University of Leipzig, Innovation Center Computer Assisted Surgery, Leipzig, Germany.
J Biomed Inform. 2013 Feb;46(1):152-9. doi: 10.1016/j.jbi.2012.10.002. Epub 2012 Oct 27.
Effective time and resource management in the operating room requires process information concerning the surgical procedure being performed. A major parameter relevant to the intraoperative process is the remaining intervention time. The work presented here describes an approach for the prediction of the remaining intervention time based on surgical low-level tasks.
A surgical process model optimized for time prediction was designed together with a prediction algorithm. The prediction accuracy was evaluated for two different neurosurgical interventions: discectomy and brain tumor resections. A repeated random sub-sampling validation study was conducted based on 20 recorded discectomies and 40 brain tumor resections.
The mean absolute error of the remaining intervention time predictions was 13 min 24s for discectomies and 29 min 20s for brain tumor removals. The error decreases as the intervention progresses.
The approach discussed allows for the on-line prediction of the remaining intervention time based on intraoperative information. The method is able to handle demanding and variable surgical procedures, such as brain tumor resections. A randomized study showed that prediction accuracies are reasonable for various clinical applications.

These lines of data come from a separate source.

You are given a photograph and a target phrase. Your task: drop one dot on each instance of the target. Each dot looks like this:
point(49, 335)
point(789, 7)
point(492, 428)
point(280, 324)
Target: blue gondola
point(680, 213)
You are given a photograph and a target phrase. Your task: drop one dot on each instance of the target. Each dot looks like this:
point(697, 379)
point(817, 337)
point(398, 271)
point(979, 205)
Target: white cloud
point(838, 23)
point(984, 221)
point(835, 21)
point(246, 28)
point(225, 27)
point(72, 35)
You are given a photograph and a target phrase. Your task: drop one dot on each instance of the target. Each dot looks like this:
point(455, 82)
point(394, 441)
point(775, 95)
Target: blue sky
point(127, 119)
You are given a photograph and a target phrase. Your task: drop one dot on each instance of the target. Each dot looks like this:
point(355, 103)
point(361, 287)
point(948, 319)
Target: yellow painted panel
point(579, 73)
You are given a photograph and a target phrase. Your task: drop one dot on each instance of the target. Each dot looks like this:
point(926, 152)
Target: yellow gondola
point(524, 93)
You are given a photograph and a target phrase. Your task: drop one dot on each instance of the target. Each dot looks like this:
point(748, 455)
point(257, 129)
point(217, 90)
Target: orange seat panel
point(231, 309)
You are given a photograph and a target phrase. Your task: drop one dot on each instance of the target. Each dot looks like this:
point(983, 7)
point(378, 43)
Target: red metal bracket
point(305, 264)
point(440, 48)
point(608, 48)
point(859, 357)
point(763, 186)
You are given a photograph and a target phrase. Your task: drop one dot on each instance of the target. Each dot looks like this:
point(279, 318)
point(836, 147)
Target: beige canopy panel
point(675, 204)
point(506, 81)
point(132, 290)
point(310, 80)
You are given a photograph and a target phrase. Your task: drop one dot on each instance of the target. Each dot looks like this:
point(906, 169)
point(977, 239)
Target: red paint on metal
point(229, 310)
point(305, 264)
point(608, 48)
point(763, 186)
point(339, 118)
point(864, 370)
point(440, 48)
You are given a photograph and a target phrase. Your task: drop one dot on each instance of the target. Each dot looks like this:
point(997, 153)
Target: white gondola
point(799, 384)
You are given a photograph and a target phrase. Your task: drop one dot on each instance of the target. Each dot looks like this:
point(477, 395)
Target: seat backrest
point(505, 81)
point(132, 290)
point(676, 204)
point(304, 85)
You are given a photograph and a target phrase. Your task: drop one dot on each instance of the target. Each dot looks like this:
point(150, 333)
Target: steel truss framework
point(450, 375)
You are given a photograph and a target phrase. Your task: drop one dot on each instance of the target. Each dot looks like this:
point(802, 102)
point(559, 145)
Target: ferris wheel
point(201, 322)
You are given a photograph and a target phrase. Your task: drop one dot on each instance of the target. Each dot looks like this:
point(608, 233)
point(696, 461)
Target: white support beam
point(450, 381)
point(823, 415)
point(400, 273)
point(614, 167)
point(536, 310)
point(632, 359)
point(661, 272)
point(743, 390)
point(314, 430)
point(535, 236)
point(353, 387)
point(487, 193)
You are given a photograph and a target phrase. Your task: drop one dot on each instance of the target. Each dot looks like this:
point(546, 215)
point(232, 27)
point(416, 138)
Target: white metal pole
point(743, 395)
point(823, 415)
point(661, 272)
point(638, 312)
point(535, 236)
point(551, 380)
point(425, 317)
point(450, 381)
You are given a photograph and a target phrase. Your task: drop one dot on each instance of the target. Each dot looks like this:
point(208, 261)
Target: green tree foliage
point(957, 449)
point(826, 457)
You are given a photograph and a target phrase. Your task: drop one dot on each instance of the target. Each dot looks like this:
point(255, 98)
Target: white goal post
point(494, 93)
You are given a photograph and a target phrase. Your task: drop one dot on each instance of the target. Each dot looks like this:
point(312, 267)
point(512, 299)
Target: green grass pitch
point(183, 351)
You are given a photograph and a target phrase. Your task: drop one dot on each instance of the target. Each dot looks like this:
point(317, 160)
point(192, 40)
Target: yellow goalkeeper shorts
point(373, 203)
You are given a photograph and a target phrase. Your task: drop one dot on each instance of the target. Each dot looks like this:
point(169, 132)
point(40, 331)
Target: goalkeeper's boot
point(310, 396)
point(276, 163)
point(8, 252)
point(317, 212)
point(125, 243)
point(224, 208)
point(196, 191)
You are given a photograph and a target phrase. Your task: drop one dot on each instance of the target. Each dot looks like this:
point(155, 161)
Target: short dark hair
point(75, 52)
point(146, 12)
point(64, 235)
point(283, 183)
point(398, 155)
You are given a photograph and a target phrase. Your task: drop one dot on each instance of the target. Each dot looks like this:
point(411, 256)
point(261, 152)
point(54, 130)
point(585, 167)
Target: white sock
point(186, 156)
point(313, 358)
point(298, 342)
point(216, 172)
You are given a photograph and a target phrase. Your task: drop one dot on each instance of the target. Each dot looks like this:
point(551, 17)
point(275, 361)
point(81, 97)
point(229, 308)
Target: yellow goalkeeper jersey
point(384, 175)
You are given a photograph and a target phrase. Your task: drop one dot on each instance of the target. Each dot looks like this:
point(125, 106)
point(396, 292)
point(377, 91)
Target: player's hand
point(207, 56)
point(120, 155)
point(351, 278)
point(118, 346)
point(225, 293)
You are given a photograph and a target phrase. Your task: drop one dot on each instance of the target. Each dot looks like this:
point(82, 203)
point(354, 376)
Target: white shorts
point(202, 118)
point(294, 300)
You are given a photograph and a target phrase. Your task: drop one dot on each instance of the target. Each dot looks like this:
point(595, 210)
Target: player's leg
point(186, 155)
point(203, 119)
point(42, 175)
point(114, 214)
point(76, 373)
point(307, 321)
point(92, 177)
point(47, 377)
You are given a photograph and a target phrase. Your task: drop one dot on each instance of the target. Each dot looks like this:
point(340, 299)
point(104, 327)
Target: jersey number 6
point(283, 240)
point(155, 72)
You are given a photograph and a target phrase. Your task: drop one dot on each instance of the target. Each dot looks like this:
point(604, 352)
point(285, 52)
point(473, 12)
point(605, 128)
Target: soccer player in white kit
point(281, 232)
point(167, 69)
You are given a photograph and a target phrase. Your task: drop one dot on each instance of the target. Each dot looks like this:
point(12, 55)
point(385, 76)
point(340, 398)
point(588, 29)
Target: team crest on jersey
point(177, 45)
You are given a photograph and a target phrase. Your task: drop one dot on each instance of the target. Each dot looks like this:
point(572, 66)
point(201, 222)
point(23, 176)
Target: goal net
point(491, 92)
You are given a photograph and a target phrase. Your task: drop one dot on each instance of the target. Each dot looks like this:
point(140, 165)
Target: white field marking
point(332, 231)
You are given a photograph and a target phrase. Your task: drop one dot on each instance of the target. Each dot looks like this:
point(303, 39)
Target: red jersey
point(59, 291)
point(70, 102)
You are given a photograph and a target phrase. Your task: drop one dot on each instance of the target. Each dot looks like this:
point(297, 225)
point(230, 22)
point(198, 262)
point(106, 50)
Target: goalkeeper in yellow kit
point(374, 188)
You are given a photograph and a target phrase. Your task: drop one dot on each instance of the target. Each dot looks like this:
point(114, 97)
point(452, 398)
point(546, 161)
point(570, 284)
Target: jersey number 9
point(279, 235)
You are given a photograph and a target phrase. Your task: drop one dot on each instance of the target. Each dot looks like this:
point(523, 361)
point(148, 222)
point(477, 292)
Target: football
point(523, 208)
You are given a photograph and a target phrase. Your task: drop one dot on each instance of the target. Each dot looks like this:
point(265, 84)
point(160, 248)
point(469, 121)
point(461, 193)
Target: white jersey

The predictions can be used by the OR staff, the technical infrastructure of the OR, and centralized management. The predictions also support intervention scheduling and resource management when resources are shared among different operating rooms, thereby reducing resource conflicts. The predictions could also contribute to the improvement of surgical workflow and patient care.
手术室中有效的时间和资源管理需要与正在进行的手术过程相关的流程信息。与手术过程相关的一个主要参数是剩余干预时间。本文介绍了一种基于手术低级别任务预测剩余干预时间的方法。
设计了一种针对时间预测优化的手术流程模型和预测算法。基于 20 例椎间盘切除术和 40 例脑肿瘤切除术,对两种不同的神经外科干预措施进行了预测准确性评估。采用重复随机子抽样验证研究。
椎间盘切除术的剩余干预时间预测平均绝对误差为 13 分 24 秒,脑肿瘤切除术为 29 分 20 秒。随着干预的进行,误差会逐渐减小。
本文讨论的方法允许基于术中信息在线预测剩余干预时间。该方法能够处理具有挑战性和多变的手术程序,如脑肿瘤切除术。随机研究表明,对于各种临床应用,预测精度是合理的。
手术室工作人员、手术室的技术基础设施和集中管理都可以使用这些预测结果。预测结果还支持在不同手术室之间共享资源时的干预调度和资源管理,从而减少资源冲突。这些预测结果还有助于改善手术流程和患者护理。